Cependant, prendre la ville n’a pas été facile. Saint Quentin dominait depuis une colline une superficie de plus de deux lieues, et sa partie sud-sud-ouest était alors inondée par quelques marécages et la rivière Somme. En revanche, la garnison française de la ville ne comptait que quelques centaines de soldats sous le commandement d’un capitaine. L’armée espagnole lance l’attaque le 2 août en s’emparant du faubourg situé au nord, composé d’une centaine de maisons et défendu par quelques douves et batteries.
Montmorency
La réponse française fut d’envoyer rapidement l’amiral Gaspar de Coligny à la tête d’un contingent de secours composé de seulement 500 hommes qui entra à San Quentin dans la nuit du 3 août. Il sait que toute l’armée française est derrière lui, avec quelque 22 000 fantassins, 8 000 cavaliers et 18 canons sous le commandement du connétable De Montmorency et de son frère Andelot. Lorsqu’il tenta d’attaquer le mur, il échoua suite à une embuscade préparée par le comte allemand Ernest de Mansfeld, commandant une partie des troupes de Philippe II.
Le 10 août, Montmorency décide de réessayer et fait traverser la Somme en bateau à ses hommes dans le but de pénétrer dans la ville, tandis que le gros de l’armée française attend, caché dans une forêt voisine. Sous-estimant les compétences militaires de Filiberto, il ordonna finalement à ses troupes d’abandonner leur cachette et de se déployer devant l’ennemi de l’autre côté du fleuve. Ce fut sa grosse erreur, puisqu’il permit aux Espagnols de franchir le pont du Rouvroy et de surprendre les Gaulois en pleine opération. Le massacre est spectaculaire : seuls 200 Français parviennent à rejoindre la ville.

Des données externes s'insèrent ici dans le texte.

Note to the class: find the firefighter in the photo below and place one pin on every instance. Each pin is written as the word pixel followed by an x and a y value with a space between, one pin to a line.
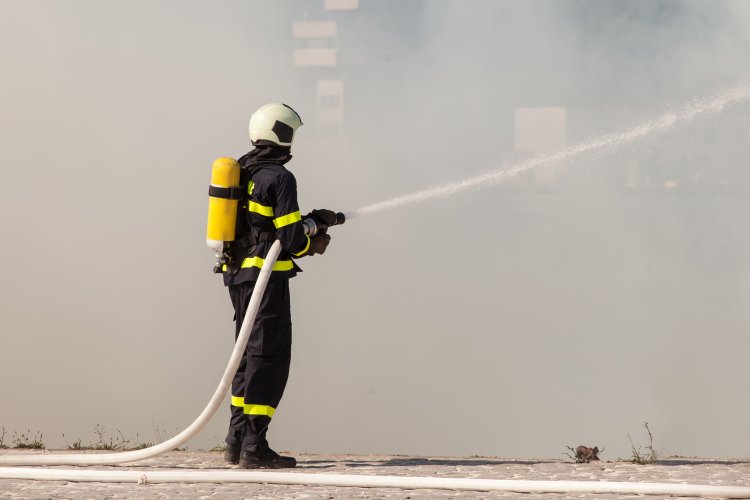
pixel 268 212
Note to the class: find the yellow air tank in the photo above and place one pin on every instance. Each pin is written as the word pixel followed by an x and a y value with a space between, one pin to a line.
pixel 222 203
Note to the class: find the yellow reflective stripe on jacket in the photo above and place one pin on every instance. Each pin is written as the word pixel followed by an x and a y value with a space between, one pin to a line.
pixel 239 402
pixel 259 410
pixel 279 265
pixel 260 209
pixel 287 219
pixel 307 247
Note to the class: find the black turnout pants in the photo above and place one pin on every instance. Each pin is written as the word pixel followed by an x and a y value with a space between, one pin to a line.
pixel 263 372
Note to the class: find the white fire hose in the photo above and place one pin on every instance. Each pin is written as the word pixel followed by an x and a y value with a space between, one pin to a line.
pixel 254 476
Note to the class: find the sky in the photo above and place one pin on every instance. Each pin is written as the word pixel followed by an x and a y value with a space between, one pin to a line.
pixel 567 306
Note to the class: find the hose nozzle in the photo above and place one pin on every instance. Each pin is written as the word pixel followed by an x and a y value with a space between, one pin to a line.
pixel 314 224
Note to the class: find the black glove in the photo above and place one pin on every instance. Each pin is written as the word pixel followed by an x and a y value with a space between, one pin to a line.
pixel 325 217
pixel 318 244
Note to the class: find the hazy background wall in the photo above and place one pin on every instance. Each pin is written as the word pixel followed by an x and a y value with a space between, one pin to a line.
pixel 614 291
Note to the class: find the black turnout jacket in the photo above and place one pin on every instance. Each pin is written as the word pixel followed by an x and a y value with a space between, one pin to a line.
pixel 271 206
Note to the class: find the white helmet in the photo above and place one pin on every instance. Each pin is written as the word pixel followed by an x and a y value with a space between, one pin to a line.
pixel 275 122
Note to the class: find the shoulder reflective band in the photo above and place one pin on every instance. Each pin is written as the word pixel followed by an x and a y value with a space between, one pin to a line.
pixel 239 402
pixel 232 193
pixel 260 209
pixel 287 219
pixel 307 247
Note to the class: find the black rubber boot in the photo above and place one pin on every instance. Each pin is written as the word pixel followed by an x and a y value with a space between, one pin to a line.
pixel 265 459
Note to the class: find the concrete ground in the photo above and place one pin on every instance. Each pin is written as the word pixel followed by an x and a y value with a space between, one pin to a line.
pixel 693 471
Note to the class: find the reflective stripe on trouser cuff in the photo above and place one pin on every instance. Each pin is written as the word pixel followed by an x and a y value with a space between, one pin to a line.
pixel 307 247
pixel 260 209
pixel 287 219
pixel 239 402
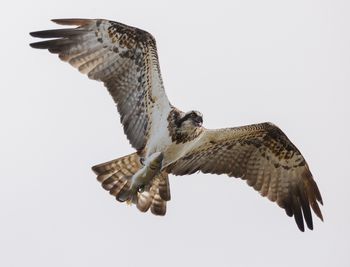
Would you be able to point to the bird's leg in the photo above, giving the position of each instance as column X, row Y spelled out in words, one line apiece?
column 152, row 166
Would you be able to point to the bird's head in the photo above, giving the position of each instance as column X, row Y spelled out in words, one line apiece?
column 190, row 119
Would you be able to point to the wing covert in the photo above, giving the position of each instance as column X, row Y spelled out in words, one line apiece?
column 262, row 155
column 124, row 58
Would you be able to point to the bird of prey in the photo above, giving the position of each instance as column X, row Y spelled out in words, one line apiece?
column 168, row 140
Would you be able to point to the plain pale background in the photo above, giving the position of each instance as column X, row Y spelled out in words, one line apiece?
column 238, row 62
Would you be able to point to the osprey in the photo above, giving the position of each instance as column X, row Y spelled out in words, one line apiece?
column 168, row 140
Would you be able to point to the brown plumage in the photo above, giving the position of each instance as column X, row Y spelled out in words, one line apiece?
column 115, row 177
column 262, row 155
column 168, row 140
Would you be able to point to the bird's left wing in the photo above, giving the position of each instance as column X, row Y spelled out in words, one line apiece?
column 124, row 58
column 262, row 155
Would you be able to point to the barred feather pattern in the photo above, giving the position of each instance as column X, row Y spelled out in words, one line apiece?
column 124, row 58
column 115, row 177
column 262, row 155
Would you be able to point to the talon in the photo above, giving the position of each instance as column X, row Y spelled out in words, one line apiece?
column 141, row 189
column 142, row 161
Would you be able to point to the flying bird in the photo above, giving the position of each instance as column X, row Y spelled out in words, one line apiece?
column 168, row 140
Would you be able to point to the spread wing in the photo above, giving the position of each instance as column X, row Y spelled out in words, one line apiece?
column 123, row 58
column 262, row 155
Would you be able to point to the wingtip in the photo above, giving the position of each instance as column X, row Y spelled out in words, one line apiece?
column 72, row 21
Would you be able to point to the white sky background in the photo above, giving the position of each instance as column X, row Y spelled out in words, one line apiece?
column 238, row 62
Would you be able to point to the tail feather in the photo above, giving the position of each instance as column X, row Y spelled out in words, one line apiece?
column 115, row 177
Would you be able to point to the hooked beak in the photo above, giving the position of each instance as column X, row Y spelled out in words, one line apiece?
column 198, row 121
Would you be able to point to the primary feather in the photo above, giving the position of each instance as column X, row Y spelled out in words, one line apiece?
column 125, row 59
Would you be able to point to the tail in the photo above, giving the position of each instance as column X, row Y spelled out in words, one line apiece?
column 115, row 177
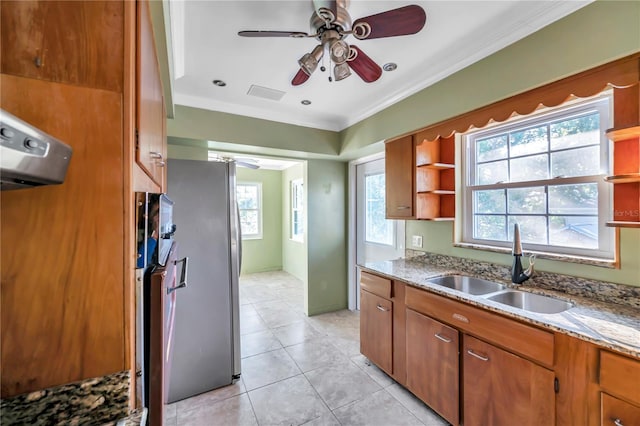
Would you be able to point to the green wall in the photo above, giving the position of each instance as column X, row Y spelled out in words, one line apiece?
column 294, row 253
column 596, row 34
column 326, row 236
column 264, row 254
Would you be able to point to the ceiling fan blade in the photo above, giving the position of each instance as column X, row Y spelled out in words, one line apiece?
column 294, row 34
column 396, row 22
column 300, row 78
column 325, row 8
column 364, row 66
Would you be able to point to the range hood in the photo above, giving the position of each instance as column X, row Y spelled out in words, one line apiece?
column 28, row 156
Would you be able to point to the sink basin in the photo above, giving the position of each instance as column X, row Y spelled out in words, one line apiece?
column 531, row 302
column 471, row 285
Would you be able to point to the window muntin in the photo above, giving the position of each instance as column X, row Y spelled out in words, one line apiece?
column 297, row 210
column 544, row 173
column 378, row 229
column 250, row 206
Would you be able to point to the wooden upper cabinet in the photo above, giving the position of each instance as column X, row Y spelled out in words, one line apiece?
column 151, row 145
column 400, row 178
column 79, row 43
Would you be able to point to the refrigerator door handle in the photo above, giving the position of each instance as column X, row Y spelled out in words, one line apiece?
column 239, row 236
column 183, row 274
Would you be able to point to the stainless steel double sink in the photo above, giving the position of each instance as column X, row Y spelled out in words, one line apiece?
column 497, row 292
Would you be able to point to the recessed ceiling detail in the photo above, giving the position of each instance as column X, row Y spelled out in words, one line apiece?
column 456, row 35
column 265, row 92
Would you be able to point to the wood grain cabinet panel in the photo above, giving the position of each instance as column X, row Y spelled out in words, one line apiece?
column 432, row 364
column 74, row 42
column 151, row 146
column 400, row 178
column 618, row 413
column 376, row 330
column 500, row 388
column 620, row 376
column 63, row 246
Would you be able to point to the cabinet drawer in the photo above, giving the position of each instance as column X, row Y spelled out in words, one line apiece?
column 525, row 340
column 375, row 284
column 618, row 413
column 620, row 376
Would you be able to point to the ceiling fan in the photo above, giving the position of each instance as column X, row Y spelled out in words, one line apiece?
column 331, row 24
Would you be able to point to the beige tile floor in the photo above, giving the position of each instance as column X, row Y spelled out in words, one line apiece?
column 299, row 370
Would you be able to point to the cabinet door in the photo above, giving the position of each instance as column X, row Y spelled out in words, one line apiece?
column 432, row 364
column 151, row 147
column 500, row 388
column 73, row 42
column 616, row 412
column 399, row 178
column 376, row 322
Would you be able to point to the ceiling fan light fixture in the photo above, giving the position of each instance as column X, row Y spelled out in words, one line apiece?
column 309, row 61
column 341, row 71
column 339, row 51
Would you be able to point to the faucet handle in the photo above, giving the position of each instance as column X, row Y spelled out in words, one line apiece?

Ce fut un carnage dans lequel même Montmorency ne put éviter d’être capturé par un simple cavalier qui reçut 10 000 ducats en récompense de son action. Philippe II reçoit la nouvelle le 11 à Cambray et le 13 il se rend au camp pour remercier ses soldats de lui avoir offert sa première victoire depuis son couronnement. Ce jour-là, il obtint le titre de Roi Prudent, car au lieu de dévaster immédiatement la ville, en franchissant la grande brèche qui s’était ouverte dans le mur après l’explosion d’une poudrière, il décida d’attendre jusqu’au 27 août.
“Je n’étais pas là”
Ce jour fatidique pour les survivants gaulois, les Espagnols et leurs alliés attaquèrent San Quentin par le nord, le sud et l’est. C’est cette action qui a clôturé l’opération et mis fin à une bataille gagnée avec intelligence et grande habileté dans l’organisation de stratégies militaires par le duc de Savoie, qui a commis un carnage aux dimensions historiques. La plupart des assiégés furent passés au fil de l’épée. On estime que 12 000 Français sont morts, 2 000 ont été blessés et 6 000 autres ont été faits prisonniers. Il faut y ajouter environ un millier de nobles, dont Montmorency lui-même. Et plus de 50 drapeaux et toute l’artillerie furent capturés.
En apprenant le résultat, Philippe II regrette de ne pas avoir été présent à la victoire écrasante de Saint-Quentin. Seuls 500 de ses hommes sont morts. “Je n’étais pas là et je suis désolé de ce que Votre Majesté peut penser, mais je ne peux raconter ce qui s’est passé que par ouï-dire”, a-t-il commenté à son père, Charles Ier, déjà retiré au monastère. Yuste, par lettre.